No one you see, is smarter than he
I pointed to an article a while back in a post whose thread took a detour a bit different from what I had expected (for which I'll accept full responsibility), but I wanted to go back to it again and highlight a part of it that in my mind deserves much more consideration. The article, by Bloomberg's Katya Kazakina, focused on the accelerating rate at which "collectors" are flipping contemporary artwork at auction. The bit I'd like to focus on here is this:
From 2011 through 2013, the number of works three years old or younger sold at auction topped 7,300 annually, compared with 4,023 in 2007 when the art market was peaking, according to research firm Artnet Worldwide Corp.This nugget came back to me recently while talking with a good friend who has a gallery that has traditionally sold work in the $20K-$50K range, to collectors who we'd consider lower-upper class all the way up to the 1%. The type of artwork this friend sells steadily appreciates, but none of the gallery artists have made the kind of astonishing leaps in their pricing that Kazakina highlights in her article. What this friend reported though, are two trends that seem clearly influenced by a perception among the gallery's collectors that "flipping" is now how one is supposed to behave as a "collector."

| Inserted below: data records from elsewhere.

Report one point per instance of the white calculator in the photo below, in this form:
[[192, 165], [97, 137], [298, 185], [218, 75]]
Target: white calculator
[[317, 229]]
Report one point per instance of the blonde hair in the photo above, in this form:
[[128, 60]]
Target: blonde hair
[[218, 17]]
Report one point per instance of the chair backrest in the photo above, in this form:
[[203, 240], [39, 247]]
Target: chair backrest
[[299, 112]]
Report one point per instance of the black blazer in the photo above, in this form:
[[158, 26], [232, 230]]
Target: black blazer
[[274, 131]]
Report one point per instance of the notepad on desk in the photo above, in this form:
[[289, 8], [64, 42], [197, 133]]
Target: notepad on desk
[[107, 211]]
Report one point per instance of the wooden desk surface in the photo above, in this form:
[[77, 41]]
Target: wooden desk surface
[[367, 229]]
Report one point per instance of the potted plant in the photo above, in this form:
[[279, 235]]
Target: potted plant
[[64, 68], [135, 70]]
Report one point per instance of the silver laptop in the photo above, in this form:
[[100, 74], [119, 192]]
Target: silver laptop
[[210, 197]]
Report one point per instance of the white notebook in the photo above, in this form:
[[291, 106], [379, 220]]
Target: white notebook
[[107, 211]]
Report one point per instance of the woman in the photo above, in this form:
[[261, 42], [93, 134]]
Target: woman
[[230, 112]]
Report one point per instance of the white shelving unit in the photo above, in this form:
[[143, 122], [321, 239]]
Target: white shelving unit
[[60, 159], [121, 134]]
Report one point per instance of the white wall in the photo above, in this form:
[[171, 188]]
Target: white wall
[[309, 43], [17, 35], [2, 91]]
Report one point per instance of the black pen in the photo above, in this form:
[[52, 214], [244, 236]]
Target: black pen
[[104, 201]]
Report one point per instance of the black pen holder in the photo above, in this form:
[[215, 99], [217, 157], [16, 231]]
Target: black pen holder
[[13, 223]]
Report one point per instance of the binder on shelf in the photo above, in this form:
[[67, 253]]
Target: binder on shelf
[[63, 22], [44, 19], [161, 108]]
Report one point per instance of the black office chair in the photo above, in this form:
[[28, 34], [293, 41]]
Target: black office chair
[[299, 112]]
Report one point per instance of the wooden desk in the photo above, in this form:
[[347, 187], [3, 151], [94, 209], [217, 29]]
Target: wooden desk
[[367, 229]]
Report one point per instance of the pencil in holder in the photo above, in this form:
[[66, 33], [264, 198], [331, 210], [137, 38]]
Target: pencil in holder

First are the number of collectors coming back to this gallery much more quickly to resell work than ever before. Whereas collectors used to wait on average about 10 years before asking the gallery to try to resell the work, increasingly that time period is shrinking. The point this gallerist friend made about this trend that stuck with me was that their collectors seemed to begin feeling stupid for not trying to capitalize on the "money to be made" in flipping contemporary art. The growing sense among them was that the flippers were being smarter than they were, and so they felt the pressure to dive into those waters.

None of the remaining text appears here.